Compare to Docker Swarm, Kubernetes is more mature and can be controlled in a more fine-grained way. These advantages come with additional complexity. Compare to Docker Swarm it already comes with two features required for the decentralized learning use case: Multicast support on the network layer and variable image architectures depending on each worker host machine. It also supports deploying images of compatible architectures to hosts (such as arm32 images on a arm64 hosts). This allowed us to use arm32 images where dependencies were not available for arm64.

K3s #

There are many tools apart from the original Kubernetes distribution implementing the Kubernetes API. One of these tools is k3s, which is a lightweight Kubernetes distribution build for IoT & Edge devices. It is much smaller than the original Kubernetes distribution (the binary is smaller than 40MB) and is also optimized for ARM usage.

Installation #

Please refer to the official documentation for further details about the K3s setup process.

For installation on the master node run:

curl -sfL https://get.k3s.io | sh -

For installation on worker nodes run:

curl -sfL https://get.k3s.io | K3S_URL=https://myserver:6443 K3S_TOKEN=<my-node-token> sh -

Kubernetes and K3S only support 110 pods on the same node in their default configuration. This number can be increased by passing the max-pods argument during installation. If it is planned to run more than 254 pods on one node, one must also change the subnet size by passing the node-cidr-mask-size argument.

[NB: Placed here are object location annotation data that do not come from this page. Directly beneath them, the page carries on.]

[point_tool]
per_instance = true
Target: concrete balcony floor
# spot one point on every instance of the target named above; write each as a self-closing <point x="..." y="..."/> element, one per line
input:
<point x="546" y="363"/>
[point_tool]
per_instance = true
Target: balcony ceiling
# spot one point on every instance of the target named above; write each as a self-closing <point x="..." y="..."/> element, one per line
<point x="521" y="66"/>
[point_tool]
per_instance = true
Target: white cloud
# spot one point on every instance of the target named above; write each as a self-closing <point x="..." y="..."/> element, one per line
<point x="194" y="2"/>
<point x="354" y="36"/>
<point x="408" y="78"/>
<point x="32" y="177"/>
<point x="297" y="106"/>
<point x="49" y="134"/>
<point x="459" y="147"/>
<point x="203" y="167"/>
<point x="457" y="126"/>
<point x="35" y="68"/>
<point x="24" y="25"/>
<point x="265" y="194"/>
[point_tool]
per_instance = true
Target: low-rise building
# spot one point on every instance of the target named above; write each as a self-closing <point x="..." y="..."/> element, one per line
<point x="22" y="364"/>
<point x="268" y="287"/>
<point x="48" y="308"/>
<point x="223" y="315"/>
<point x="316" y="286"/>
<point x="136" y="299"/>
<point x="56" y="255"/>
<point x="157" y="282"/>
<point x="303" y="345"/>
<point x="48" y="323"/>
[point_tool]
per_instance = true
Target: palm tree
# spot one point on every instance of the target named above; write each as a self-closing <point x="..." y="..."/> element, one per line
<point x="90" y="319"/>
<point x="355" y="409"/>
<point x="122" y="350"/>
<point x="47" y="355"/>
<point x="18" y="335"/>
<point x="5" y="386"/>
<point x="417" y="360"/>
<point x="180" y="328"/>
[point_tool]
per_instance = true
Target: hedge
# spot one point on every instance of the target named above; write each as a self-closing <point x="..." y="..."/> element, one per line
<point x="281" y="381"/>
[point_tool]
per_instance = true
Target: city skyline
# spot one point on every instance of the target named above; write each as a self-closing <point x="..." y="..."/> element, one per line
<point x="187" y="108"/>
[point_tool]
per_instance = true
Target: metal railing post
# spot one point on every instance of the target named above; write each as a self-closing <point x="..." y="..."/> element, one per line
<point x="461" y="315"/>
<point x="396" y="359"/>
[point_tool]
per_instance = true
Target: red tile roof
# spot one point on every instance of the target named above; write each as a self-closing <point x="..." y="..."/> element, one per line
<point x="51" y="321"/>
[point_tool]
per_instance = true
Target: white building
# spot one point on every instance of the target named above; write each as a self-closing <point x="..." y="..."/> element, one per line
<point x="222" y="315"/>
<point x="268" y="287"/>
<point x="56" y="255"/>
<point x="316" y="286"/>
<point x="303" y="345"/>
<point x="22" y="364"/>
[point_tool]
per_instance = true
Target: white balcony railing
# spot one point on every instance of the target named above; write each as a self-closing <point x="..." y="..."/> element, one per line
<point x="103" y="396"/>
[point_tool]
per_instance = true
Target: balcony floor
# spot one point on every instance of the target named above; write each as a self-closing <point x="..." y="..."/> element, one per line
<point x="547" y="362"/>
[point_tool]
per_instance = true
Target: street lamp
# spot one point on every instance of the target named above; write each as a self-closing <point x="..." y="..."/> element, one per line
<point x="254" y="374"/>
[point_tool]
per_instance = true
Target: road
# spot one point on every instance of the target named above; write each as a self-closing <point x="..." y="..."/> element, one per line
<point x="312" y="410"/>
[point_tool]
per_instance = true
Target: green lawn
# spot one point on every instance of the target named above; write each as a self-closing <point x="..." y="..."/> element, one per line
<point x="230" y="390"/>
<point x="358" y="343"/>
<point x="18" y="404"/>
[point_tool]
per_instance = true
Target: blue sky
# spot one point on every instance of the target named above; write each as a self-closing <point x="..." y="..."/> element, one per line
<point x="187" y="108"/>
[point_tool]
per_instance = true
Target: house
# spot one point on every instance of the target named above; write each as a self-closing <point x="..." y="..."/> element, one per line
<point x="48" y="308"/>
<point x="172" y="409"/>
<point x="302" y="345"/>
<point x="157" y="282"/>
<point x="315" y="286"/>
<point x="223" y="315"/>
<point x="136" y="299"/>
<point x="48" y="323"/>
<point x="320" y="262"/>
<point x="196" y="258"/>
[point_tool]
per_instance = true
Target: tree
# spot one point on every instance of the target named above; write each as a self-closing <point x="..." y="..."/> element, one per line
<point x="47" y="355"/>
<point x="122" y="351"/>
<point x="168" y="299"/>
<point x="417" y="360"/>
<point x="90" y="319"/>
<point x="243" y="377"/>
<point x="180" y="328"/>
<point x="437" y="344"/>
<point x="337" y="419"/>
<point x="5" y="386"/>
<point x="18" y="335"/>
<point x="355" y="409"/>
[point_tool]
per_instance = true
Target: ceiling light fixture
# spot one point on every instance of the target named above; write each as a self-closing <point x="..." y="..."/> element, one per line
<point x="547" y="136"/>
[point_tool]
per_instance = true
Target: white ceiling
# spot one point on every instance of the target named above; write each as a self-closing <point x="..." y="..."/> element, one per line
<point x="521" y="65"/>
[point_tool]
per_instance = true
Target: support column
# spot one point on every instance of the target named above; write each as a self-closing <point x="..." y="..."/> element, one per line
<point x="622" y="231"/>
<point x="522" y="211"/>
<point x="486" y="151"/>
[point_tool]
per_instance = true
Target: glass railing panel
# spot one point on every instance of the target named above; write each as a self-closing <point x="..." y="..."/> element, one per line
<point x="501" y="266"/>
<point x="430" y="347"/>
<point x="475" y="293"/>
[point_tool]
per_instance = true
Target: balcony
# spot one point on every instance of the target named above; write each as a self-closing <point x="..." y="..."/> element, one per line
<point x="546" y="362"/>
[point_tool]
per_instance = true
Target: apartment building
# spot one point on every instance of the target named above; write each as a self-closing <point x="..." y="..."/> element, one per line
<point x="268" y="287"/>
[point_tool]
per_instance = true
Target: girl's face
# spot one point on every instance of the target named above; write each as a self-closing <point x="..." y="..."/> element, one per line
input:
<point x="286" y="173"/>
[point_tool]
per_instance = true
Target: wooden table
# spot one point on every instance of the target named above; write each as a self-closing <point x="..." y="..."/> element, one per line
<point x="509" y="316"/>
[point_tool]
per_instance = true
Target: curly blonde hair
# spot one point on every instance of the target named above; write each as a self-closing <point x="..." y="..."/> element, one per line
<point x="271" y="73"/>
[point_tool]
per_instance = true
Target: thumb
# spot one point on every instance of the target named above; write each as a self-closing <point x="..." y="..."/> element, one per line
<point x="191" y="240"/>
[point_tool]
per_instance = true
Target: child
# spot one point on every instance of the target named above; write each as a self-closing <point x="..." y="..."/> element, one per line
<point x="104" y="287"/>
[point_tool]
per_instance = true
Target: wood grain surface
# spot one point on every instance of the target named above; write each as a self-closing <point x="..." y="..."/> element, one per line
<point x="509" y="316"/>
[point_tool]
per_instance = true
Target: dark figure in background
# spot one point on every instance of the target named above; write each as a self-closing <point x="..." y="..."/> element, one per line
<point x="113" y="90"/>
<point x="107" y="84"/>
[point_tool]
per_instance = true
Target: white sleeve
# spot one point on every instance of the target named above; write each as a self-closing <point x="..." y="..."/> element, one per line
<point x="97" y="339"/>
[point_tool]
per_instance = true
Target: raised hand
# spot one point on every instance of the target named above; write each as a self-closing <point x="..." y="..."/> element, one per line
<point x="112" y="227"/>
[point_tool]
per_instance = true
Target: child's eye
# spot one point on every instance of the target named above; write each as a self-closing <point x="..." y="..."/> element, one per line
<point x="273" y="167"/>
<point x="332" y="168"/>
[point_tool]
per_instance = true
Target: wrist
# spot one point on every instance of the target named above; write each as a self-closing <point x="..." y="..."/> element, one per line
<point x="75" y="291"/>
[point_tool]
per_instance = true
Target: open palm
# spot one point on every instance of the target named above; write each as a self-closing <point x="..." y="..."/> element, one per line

curl -sfL https://get.k3s.io | sh -s - --kubelet-arg="max-pods=2000" --kube-controller-manager-arg=node-cidr-mask-size=19

To check if the cluster is properly connected use this command:

kubectl cluster info

Docker-Compose to Kubernetes configuration files #

Kompose translates a docker-compose file into Kubernetes configuration files. After installing, a compose file can be converted into respective Kubernetes resources:

kompose convert -f docker-compose.yaml -o k8s/

Then directly apply the converted configurations to the Kubernetes cluster, using the apply command

kubectl apply -f k8s/

Scaling #

To scale a pod to multiple instances use scale command. For example, scaling the peer pod up to three replicas:

kubectl scale --replicas=3 -f k8s/peer-deployment.yaml

Minikube #

Minikube helps to run a Kubernetes cluster on a single machine, on top of a VM. Since Minikube runs inside of a VM it comes with lots of overhead. This makes Minikube less responsive and consumes more resources. Moreover, at scale Minikube got even less responsive and got unavailable very quickly. Therefore it is not suited to a benchmarking use case since it reduces the possibility to simulate larger decentralized systems with more peers.